From scorecards and training drills to running in lockdown with captain Meg Lanning, Day's paintings encompass every part of her cricketing life.

"A lot of it comes from the environment I place myself, in the shapes, the patterns that you see in the cricket field, through the nets, even the patterns that the coach lays out with cones," Day told cricket.com.au.

"I get a lot of inspiration from team meetings, I zone out sometimes, I see different shapes and patterns on the whiteboards and the data from games."

Art and cricket do not have a great deal in common, but for Day, who grew up with dyslexia, they were two outlets where words did not matter.

These days, art helps balance the pressures of life as a professional athlete.

"I think it's nice to try find a balance so I'm not too consumed in cricket, which I can very much get into," Day said.

"I love them both, and you can't get much better of a lifestyle than playing cricket and painting.

"(My art) very much like kind of how I approach cricket, I repeat things over and over and over until I get it and I don't always get things first go.

"I don't think I'm overly naturally gifted at anything ... but I love to work at things and try to keep up with everyone.

"I think how I approach my cricket and training is very similar to how I paint. for example, if I'm doing a painting I'll sit down for hours and hours until I perfect it and it's very similar to cricket, I won't leave (training) until I feel like I've ticked too few boxes."

The 30 works she has on display have been the product of several years of work while studying a degree in Fine Arts at the Victoria College of Arts.

Much of it was created over the past two years, with Melbourne in and out of lockdown.

"We were only allowed to train and then go back home," Day explained.

"We were very lucky to be able to train (through lockdown), but that's why the majority of the work is about cricket, because that's all I was doing, just coming in to train and then heading back home to paint." 

Day's work is winning plenty of fans, with almost all her pieces finding buyers since the exhibition was launched.

Australia captain Lanning fittingly purchased the piece inspired by her team's famous T20 World Cup triumph in front of 86,174 fans at the MCG, while Victoria coach Jarrad 'Joffa' Loughman claimed 'Joffa's drills'.

Despite Melbourne's second winter in lockdown, Day enjoyed the chance to commit herself to cricket on a more full-time since graduating from university at the end of last year.

"It was really great to have a look at what worked well last season and what didn't, and I had a big preseason here with Victoria and was able to train in a high-performance set-up which was a bit different for me," she said.
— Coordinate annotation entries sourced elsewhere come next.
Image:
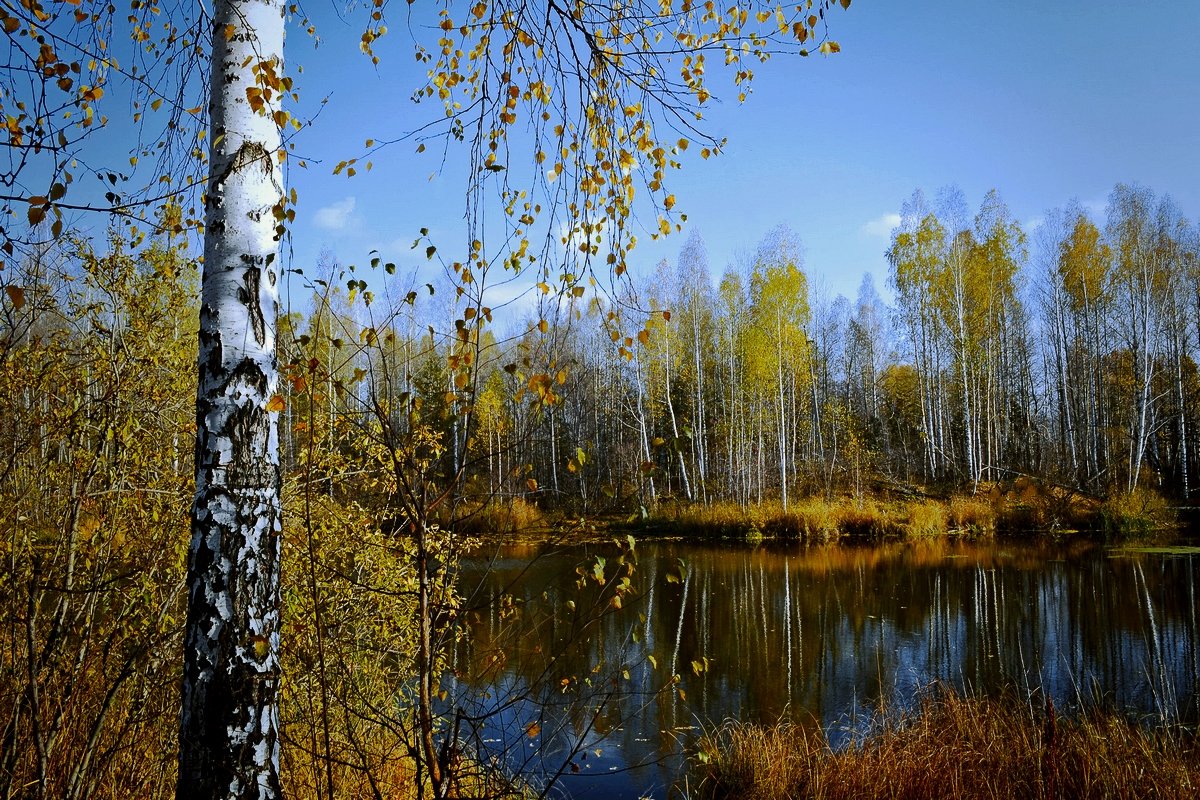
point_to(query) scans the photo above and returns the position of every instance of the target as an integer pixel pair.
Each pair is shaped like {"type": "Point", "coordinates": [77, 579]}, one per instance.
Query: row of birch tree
{"type": "Point", "coordinates": [1063, 350]}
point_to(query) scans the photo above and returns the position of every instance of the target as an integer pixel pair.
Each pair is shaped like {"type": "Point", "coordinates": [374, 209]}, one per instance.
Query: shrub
{"type": "Point", "coordinates": [972, 515]}
{"type": "Point", "coordinates": [1134, 513]}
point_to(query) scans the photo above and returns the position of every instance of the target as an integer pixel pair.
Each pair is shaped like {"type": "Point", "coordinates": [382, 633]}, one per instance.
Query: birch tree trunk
{"type": "Point", "coordinates": [229, 743]}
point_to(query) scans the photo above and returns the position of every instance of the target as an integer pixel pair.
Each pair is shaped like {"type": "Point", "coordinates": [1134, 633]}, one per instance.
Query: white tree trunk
{"type": "Point", "coordinates": [229, 743]}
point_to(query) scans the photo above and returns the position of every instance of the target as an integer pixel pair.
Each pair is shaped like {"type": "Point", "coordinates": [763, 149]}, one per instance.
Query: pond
{"type": "Point", "coordinates": [556, 678]}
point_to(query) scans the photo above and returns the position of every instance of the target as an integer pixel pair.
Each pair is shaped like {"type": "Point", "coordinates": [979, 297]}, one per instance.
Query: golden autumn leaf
{"type": "Point", "coordinates": [17, 295]}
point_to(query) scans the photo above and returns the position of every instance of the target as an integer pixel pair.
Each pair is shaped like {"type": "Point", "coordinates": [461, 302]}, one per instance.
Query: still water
{"type": "Point", "coordinates": [556, 679]}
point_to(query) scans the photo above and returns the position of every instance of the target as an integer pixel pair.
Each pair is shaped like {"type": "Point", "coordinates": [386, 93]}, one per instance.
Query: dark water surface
{"type": "Point", "coordinates": [822, 635]}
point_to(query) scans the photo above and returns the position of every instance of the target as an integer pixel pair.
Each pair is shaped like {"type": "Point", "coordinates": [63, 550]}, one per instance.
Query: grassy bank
{"type": "Point", "coordinates": [1020, 510]}
{"type": "Point", "coordinates": [953, 747]}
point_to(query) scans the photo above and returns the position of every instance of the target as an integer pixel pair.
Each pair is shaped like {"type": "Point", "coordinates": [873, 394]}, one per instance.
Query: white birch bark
{"type": "Point", "coordinates": [229, 743]}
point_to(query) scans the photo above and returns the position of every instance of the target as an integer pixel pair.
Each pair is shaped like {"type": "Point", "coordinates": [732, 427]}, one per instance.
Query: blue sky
{"type": "Point", "coordinates": [1043, 101]}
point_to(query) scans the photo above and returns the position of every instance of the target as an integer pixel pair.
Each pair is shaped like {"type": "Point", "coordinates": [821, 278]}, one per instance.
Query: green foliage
{"type": "Point", "coordinates": [1135, 513]}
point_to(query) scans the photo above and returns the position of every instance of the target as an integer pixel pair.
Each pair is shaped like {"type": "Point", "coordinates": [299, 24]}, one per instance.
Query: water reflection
{"type": "Point", "coordinates": [821, 635]}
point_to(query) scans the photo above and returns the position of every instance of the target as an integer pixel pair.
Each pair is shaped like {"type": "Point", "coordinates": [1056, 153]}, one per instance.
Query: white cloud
{"type": "Point", "coordinates": [881, 226]}
{"type": "Point", "coordinates": [335, 217]}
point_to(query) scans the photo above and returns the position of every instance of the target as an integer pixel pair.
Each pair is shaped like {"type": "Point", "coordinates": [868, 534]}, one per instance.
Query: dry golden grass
{"type": "Point", "coordinates": [954, 749]}
{"type": "Point", "coordinates": [927, 518]}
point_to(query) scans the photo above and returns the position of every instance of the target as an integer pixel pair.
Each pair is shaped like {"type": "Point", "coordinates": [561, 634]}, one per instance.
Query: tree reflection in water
{"type": "Point", "coordinates": [821, 635]}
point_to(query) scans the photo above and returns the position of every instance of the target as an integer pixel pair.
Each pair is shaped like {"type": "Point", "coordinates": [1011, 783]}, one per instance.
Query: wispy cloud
{"type": "Point", "coordinates": [881, 226]}
{"type": "Point", "coordinates": [335, 217]}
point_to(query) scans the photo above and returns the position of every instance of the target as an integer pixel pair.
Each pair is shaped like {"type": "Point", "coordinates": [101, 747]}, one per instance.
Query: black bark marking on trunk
{"type": "Point", "coordinates": [249, 295]}
{"type": "Point", "coordinates": [227, 678]}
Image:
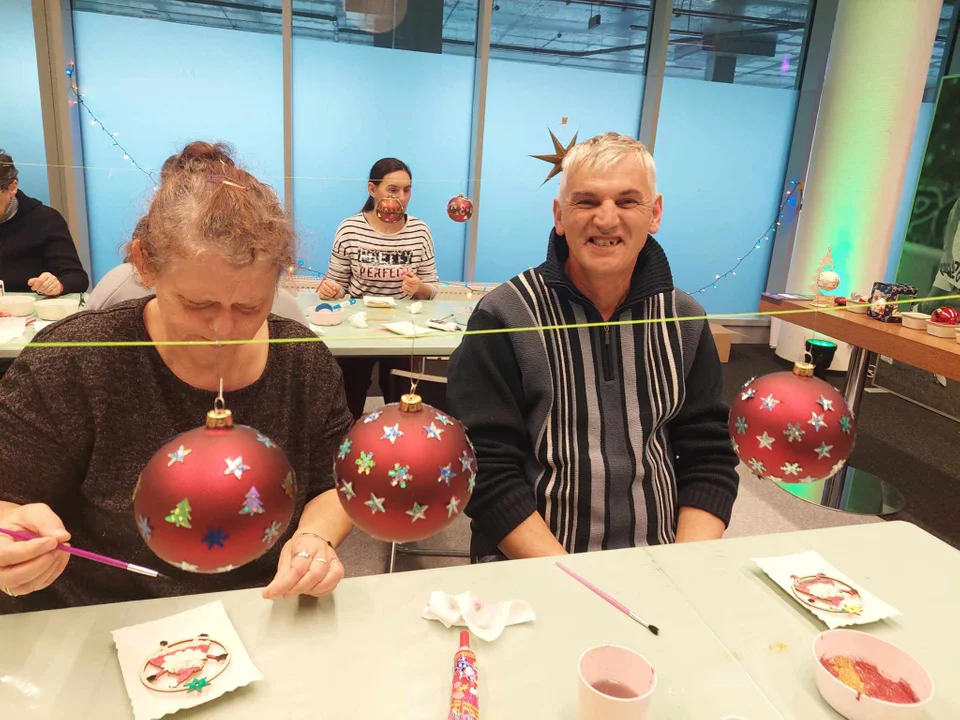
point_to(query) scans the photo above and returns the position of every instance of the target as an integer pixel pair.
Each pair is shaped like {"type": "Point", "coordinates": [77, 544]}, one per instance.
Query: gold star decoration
{"type": "Point", "coordinates": [556, 159]}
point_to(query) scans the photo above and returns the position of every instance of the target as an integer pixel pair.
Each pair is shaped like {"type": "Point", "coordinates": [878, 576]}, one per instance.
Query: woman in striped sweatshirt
{"type": "Point", "coordinates": [371, 257]}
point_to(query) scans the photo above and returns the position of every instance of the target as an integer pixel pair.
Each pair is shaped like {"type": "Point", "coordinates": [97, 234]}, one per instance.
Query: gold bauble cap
{"type": "Point", "coordinates": [411, 402]}
{"type": "Point", "coordinates": [219, 418]}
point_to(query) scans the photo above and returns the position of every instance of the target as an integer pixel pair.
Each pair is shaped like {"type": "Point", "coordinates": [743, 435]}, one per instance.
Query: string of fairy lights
{"type": "Point", "coordinates": [795, 188]}
{"type": "Point", "coordinates": [95, 121]}
{"type": "Point", "coordinates": [767, 235]}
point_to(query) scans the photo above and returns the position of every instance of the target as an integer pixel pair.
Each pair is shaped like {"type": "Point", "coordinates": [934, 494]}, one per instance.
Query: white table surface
{"type": "Point", "coordinates": [731, 642]}
{"type": "Point", "coordinates": [12, 349]}
{"type": "Point", "coordinates": [347, 340]}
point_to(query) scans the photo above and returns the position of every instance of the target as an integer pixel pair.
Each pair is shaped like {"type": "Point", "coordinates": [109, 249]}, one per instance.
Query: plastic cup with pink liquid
{"type": "Point", "coordinates": [616, 683]}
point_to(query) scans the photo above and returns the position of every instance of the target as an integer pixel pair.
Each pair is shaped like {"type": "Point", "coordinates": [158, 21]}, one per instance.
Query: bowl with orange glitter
{"type": "Point", "coordinates": [865, 678]}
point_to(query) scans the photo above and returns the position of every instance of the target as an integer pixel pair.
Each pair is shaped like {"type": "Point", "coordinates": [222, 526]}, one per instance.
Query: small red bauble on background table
{"type": "Point", "coordinates": [216, 497]}
{"type": "Point", "coordinates": [406, 471]}
{"type": "Point", "coordinates": [390, 210]}
{"type": "Point", "coordinates": [945, 316]}
{"type": "Point", "coordinates": [791, 427]}
{"type": "Point", "coordinates": [460, 208]}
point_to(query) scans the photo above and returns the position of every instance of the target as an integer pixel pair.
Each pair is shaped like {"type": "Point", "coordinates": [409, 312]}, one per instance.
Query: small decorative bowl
{"type": "Point", "coordinates": [56, 308]}
{"type": "Point", "coordinates": [321, 315]}
{"type": "Point", "coordinates": [935, 329]}
{"type": "Point", "coordinates": [888, 659]}
{"type": "Point", "coordinates": [915, 320]}
{"type": "Point", "coordinates": [18, 305]}
{"type": "Point", "coordinates": [462, 315]}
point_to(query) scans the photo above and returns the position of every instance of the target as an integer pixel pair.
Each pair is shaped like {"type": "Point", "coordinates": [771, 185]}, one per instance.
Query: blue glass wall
{"type": "Point", "coordinates": [160, 85]}
{"type": "Point", "coordinates": [721, 155]}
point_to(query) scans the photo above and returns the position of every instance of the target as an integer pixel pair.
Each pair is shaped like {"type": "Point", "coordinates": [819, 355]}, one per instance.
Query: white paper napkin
{"type": "Point", "coordinates": [137, 642]}
{"type": "Point", "coordinates": [485, 620]}
{"type": "Point", "coordinates": [12, 328]}
{"type": "Point", "coordinates": [407, 329]}
{"type": "Point", "coordinates": [377, 301]}
{"type": "Point", "coordinates": [783, 569]}
{"type": "Point", "coordinates": [359, 319]}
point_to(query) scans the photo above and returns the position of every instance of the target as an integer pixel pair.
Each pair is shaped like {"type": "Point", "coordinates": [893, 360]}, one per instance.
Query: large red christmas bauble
{"type": "Point", "coordinates": [946, 316]}
{"type": "Point", "coordinates": [791, 427]}
{"type": "Point", "coordinates": [390, 210]}
{"type": "Point", "coordinates": [405, 472]}
{"type": "Point", "coordinates": [216, 497]}
{"type": "Point", "coordinates": [460, 208]}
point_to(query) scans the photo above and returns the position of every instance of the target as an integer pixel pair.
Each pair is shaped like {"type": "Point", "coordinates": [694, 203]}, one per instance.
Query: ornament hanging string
{"type": "Point", "coordinates": [491, 331]}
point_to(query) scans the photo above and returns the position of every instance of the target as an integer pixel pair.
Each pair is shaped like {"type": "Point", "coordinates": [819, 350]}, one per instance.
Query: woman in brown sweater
{"type": "Point", "coordinates": [78, 425]}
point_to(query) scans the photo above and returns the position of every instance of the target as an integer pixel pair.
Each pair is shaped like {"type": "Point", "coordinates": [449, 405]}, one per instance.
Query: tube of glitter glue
{"type": "Point", "coordinates": [465, 695]}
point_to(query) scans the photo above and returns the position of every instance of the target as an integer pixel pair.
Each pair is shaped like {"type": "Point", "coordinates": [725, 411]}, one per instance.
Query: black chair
{"type": "Point", "coordinates": [433, 390]}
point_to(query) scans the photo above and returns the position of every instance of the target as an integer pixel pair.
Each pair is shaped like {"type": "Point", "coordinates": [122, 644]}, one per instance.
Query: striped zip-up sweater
{"type": "Point", "coordinates": [605, 431]}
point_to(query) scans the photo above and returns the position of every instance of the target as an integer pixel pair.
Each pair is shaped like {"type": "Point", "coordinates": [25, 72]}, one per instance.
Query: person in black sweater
{"type": "Point", "coordinates": [36, 250]}
{"type": "Point", "coordinates": [599, 436]}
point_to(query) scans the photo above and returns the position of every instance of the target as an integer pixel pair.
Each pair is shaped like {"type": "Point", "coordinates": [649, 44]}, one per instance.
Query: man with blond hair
{"type": "Point", "coordinates": [605, 436]}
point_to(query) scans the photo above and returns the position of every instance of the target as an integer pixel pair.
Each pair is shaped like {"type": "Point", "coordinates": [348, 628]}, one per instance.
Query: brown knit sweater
{"type": "Point", "coordinates": [78, 425]}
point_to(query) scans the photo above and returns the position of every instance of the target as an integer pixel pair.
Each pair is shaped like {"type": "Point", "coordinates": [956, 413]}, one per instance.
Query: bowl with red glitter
{"type": "Point", "coordinates": [865, 678]}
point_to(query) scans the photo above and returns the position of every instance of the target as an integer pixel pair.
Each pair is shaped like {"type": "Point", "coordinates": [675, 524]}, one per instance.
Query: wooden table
{"type": "Point", "coordinates": [913, 347]}
{"type": "Point", "coordinates": [850, 489]}
{"type": "Point", "coordinates": [731, 642]}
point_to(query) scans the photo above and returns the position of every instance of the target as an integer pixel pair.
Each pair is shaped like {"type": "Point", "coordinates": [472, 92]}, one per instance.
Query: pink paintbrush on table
{"type": "Point", "coordinates": [87, 555]}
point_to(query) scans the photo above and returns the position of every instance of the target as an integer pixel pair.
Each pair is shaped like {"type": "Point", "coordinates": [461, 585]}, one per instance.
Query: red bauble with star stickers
{"type": "Point", "coordinates": [216, 497]}
{"type": "Point", "coordinates": [791, 427]}
{"type": "Point", "coordinates": [390, 210]}
{"type": "Point", "coordinates": [405, 472]}
{"type": "Point", "coordinates": [460, 208]}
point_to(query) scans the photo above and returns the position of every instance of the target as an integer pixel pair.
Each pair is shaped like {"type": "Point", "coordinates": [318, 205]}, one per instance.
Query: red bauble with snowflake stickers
{"type": "Point", "coordinates": [216, 497]}
{"type": "Point", "coordinates": [406, 471]}
{"type": "Point", "coordinates": [791, 427]}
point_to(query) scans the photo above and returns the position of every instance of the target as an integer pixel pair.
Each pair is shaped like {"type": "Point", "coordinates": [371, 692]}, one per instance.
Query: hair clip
{"type": "Point", "coordinates": [223, 180]}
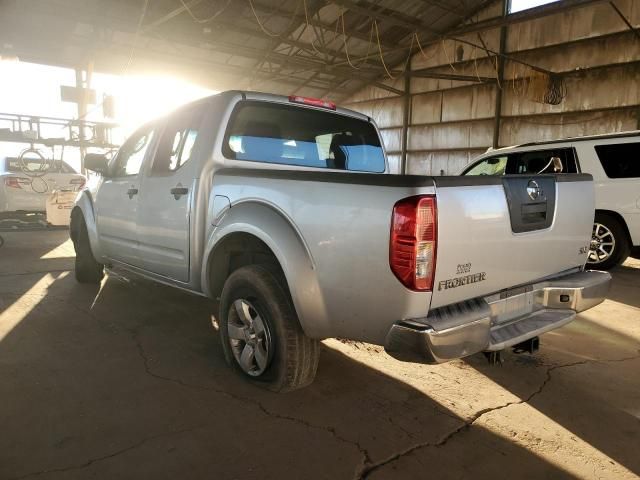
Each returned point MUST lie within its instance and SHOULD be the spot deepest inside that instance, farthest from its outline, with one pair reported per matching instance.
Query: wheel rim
(249, 337)
(603, 243)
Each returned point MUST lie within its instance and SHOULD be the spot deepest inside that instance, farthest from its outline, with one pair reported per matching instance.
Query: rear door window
(177, 141)
(620, 160)
(290, 135)
(489, 166)
(132, 153)
(558, 160)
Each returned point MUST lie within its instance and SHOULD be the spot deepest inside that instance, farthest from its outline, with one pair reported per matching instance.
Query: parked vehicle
(612, 160)
(284, 210)
(25, 185)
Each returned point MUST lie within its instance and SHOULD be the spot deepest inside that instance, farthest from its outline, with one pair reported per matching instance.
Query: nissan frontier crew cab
(283, 209)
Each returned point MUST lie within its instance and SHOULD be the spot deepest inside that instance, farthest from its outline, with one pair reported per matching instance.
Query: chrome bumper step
(498, 321)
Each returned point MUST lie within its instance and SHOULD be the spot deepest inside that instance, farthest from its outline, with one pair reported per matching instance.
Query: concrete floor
(129, 382)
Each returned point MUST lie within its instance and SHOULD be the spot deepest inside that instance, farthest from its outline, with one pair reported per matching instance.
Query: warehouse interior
(127, 379)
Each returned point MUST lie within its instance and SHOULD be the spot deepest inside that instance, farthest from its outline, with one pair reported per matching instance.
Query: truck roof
(630, 133)
(270, 97)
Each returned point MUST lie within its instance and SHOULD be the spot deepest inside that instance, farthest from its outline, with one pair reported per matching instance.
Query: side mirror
(97, 162)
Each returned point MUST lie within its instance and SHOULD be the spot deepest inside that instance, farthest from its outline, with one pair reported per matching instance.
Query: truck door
(117, 201)
(165, 198)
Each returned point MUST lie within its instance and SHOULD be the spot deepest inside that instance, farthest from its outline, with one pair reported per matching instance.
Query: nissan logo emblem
(533, 190)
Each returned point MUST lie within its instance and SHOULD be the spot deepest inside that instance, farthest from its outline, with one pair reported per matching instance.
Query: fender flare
(272, 226)
(84, 203)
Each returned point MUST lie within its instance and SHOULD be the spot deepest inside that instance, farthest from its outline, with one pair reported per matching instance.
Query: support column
(406, 119)
(83, 81)
(497, 120)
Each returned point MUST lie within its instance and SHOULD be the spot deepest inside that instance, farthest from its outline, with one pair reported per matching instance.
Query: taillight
(316, 102)
(77, 181)
(16, 182)
(414, 233)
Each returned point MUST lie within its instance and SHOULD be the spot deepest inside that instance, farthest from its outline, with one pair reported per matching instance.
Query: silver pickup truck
(283, 209)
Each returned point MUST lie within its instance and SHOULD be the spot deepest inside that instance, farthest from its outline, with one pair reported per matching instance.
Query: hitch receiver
(528, 346)
(494, 357)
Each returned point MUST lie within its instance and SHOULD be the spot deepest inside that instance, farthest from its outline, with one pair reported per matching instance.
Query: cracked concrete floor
(129, 382)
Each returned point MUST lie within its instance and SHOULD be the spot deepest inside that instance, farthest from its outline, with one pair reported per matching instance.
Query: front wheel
(260, 332)
(609, 244)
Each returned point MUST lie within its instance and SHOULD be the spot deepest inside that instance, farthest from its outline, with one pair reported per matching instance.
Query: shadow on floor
(130, 382)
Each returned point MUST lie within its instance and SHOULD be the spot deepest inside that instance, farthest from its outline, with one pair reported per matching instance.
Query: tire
(609, 244)
(87, 269)
(261, 336)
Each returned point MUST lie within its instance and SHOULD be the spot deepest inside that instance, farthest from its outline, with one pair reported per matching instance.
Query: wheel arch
(85, 207)
(620, 219)
(255, 229)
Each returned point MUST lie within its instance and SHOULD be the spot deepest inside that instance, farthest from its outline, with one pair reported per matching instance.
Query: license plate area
(511, 304)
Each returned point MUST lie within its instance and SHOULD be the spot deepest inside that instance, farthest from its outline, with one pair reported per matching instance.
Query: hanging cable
(204, 20)
(447, 55)
(384, 65)
(346, 50)
(422, 50)
(264, 29)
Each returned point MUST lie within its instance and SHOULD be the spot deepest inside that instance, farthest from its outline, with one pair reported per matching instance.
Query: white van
(614, 162)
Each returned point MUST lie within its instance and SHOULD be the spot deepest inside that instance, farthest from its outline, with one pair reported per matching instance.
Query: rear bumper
(497, 321)
(15, 200)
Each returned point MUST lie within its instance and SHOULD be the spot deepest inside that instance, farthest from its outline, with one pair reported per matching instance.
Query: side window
(558, 160)
(131, 154)
(489, 166)
(620, 160)
(177, 142)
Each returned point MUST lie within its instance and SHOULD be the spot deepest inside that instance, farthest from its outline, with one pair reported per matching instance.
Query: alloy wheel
(603, 243)
(249, 337)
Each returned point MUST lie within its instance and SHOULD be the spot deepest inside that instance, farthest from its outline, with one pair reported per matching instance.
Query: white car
(613, 161)
(25, 186)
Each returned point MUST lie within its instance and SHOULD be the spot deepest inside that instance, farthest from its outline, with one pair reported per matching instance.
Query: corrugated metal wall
(451, 121)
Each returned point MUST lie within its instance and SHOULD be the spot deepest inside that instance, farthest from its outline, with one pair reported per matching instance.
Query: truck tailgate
(495, 233)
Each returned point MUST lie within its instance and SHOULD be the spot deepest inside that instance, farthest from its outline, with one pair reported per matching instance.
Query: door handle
(177, 192)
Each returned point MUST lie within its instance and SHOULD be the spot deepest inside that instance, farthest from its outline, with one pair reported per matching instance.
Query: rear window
(35, 165)
(289, 135)
(559, 160)
(620, 160)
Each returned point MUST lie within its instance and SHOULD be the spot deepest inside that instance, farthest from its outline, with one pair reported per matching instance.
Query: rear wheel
(260, 332)
(87, 269)
(609, 243)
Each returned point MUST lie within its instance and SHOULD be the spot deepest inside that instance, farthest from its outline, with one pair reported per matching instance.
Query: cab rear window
(620, 160)
(291, 135)
(14, 165)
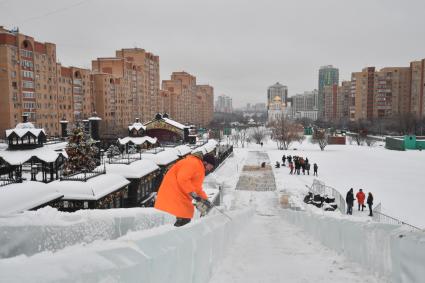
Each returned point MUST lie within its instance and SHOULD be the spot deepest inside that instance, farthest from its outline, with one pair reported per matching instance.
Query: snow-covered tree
(81, 153)
(320, 137)
(285, 132)
(113, 150)
(258, 134)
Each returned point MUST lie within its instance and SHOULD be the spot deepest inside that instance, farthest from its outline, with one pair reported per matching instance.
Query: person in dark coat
(307, 168)
(291, 167)
(349, 199)
(360, 199)
(370, 203)
(315, 167)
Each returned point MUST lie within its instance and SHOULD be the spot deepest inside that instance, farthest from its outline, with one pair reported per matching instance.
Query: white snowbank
(391, 251)
(50, 230)
(94, 189)
(15, 198)
(134, 170)
(162, 158)
(164, 254)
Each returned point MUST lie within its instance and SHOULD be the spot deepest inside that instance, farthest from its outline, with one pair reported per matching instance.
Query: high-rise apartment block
(328, 76)
(185, 101)
(417, 75)
(224, 104)
(305, 105)
(381, 94)
(120, 89)
(277, 90)
(28, 81)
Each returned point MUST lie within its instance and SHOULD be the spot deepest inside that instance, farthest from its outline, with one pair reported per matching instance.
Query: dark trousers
(349, 209)
(181, 221)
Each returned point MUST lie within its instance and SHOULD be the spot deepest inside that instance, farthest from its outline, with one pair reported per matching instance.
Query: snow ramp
(163, 254)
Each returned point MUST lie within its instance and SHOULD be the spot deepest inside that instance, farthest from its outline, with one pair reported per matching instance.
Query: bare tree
(243, 136)
(320, 137)
(258, 134)
(285, 132)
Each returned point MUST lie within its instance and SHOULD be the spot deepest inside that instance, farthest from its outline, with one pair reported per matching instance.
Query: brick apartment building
(185, 101)
(119, 88)
(28, 82)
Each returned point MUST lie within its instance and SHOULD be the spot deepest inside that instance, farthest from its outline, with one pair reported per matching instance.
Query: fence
(319, 187)
(380, 217)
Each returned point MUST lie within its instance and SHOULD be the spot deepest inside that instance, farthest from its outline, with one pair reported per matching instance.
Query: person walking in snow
(315, 167)
(307, 168)
(370, 203)
(349, 199)
(360, 196)
(181, 184)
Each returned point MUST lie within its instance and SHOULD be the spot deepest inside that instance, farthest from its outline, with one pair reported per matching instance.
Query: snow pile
(391, 251)
(164, 254)
(49, 230)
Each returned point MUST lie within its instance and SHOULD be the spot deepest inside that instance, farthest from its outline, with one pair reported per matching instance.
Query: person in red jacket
(181, 184)
(360, 199)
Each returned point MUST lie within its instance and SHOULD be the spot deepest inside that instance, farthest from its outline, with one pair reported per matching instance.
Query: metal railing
(319, 187)
(380, 217)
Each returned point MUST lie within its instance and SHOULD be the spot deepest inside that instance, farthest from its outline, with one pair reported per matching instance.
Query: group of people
(297, 164)
(360, 196)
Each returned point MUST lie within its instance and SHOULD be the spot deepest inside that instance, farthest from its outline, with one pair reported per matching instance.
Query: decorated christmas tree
(81, 153)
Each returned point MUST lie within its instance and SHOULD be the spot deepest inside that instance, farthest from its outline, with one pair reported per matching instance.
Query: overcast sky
(240, 47)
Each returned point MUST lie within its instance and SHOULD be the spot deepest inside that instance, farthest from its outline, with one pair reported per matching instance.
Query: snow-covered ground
(395, 178)
(268, 248)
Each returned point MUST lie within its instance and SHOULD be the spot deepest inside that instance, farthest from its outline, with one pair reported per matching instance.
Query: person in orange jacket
(181, 184)
(360, 199)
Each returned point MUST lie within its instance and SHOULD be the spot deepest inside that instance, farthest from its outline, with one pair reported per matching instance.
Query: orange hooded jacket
(184, 177)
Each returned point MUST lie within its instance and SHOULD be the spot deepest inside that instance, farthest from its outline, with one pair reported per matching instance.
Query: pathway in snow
(254, 177)
(271, 250)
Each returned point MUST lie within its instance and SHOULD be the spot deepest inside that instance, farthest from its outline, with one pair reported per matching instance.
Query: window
(28, 94)
(27, 84)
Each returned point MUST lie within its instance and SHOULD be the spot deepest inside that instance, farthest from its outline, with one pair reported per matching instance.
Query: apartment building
(112, 85)
(343, 101)
(28, 82)
(144, 82)
(185, 101)
(328, 76)
(75, 97)
(417, 75)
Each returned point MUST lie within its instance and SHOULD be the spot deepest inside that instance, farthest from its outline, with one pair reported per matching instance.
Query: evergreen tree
(81, 153)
"I really enjoyed that. Then going into Big Bash ... it was a great learning experience again, and I'll take away a lot from the season.

"It's amazing for me, being a second-year player and to have (fellow left-arm spinners) Sam Bates and Soph Molineux here as well, the amount that I can learn off them, I really look up to them both.

"It's pretty cool to work alongside them and see how they go about it."